14ymedio, Havana, 4 November 2022 — At 09.00 am and with 172 passengers on board, the first American Airlines flight to land outside of the Cuban capital arrived at the Santamaría Cuadrado International Airport in Santa Clara on Thursday, after three years of Covid-19 suspension.
The US airline had already announced in October its reintroduction of operations outside of Havana — including the destinations of Varadero, Camagüey and Santiago de Cuba. The Villa Clara airport announced on Facebook that American Airlines will operate twice daily flights between Santa Clara and Miami, with a capacity to carry just over 170 passengers on each journey.
The provincial press recognises that the greatest influx of tourists to the Island comes from Canada, but the Miami connection signifies “a considerable increase in operations” at the air terminal, which receives between 30 and 49 flights a week.

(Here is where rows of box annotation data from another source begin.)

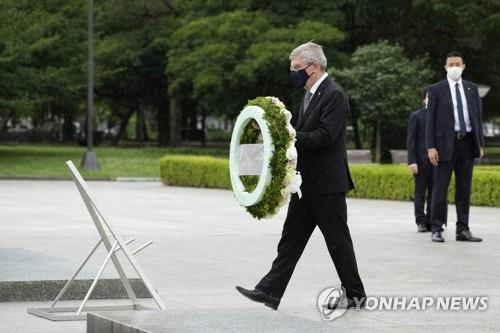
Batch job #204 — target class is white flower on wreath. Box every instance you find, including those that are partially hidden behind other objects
[283,109,292,124]
[267,96,286,110]
[288,171,302,199]
[286,145,298,162]
[286,122,297,140]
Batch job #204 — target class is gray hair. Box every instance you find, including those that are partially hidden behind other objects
[289,42,326,71]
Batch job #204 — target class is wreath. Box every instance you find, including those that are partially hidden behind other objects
[229,96,302,219]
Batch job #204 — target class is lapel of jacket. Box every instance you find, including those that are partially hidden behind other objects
[462,80,476,121]
[441,78,455,119]
[297,76,330,128]
[295,94,306,128]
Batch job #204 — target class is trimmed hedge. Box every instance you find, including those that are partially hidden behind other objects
[160,155,231,189]
[160,156,500,207]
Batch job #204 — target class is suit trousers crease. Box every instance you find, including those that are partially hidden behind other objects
[413,163,434,226]
[431,139,474,233]
[255,193,366,298]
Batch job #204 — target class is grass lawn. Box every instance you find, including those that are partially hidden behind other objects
[0,144,500,179]
[0,144,229,179]
[484,146,500,156]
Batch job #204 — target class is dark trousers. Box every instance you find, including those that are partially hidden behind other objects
[255,193,366,298]
[413,163,434,226]
[431,137,474,233]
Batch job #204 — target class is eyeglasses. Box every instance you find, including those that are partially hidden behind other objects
[290,62,314,72]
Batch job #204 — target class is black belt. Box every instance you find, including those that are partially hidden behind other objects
[455,131,472,140]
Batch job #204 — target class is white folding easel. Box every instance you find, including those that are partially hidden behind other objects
[28,161,165,321]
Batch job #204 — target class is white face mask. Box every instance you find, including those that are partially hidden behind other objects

American Airlines only had flights to Havana after the Trump administration prohibited commercial flights to smaller airports outside of Havana in October 2019. In June 2022 the United States Department of Transportation removed the restrictions, opening up the way for airlines to reinstate their routes.
United Airlines and Delta find themselves in a similar situation but these companies have had to delay their restart dates due to logistical problems, mainly because their contracts with service providers have run out, and the infrastructure at Havana’s José Martí airport has not yet been adjusted.
More than 200km from Villa Clara, at Juan Gualberto Gómez International Airport in Matanzas, the Polish airline Lot has also restarted operations and will fly weekly during the first part of the tourist high season.
A total of 252 passengers arrived in Varadero from Katowice, the majority to stay at tourist resorts, Rolando Marichal Pineda, director of the Cubacán company in Matanzas, told the Cuban News Agency.
Whilst the Cuban government is celebrating the increase in air traffic for the winter season, data confirms that tourism continues to fail to recover the ground it lost in 2020 with the pandemic. At the end of October the authorities recognised their failure to resuscitate the sector, one of the main generators of foreign currency, and they revised downwards their initial forecast of international arrivals from 2.5 million visitors to 1.7 million for the year 2022.
The Russian invasion of Ukraine has also presented Cuban tourism with a bill to pay as Russia was the country that provided the most visitors to the Island in 2021. This year the numbers were down by 65%.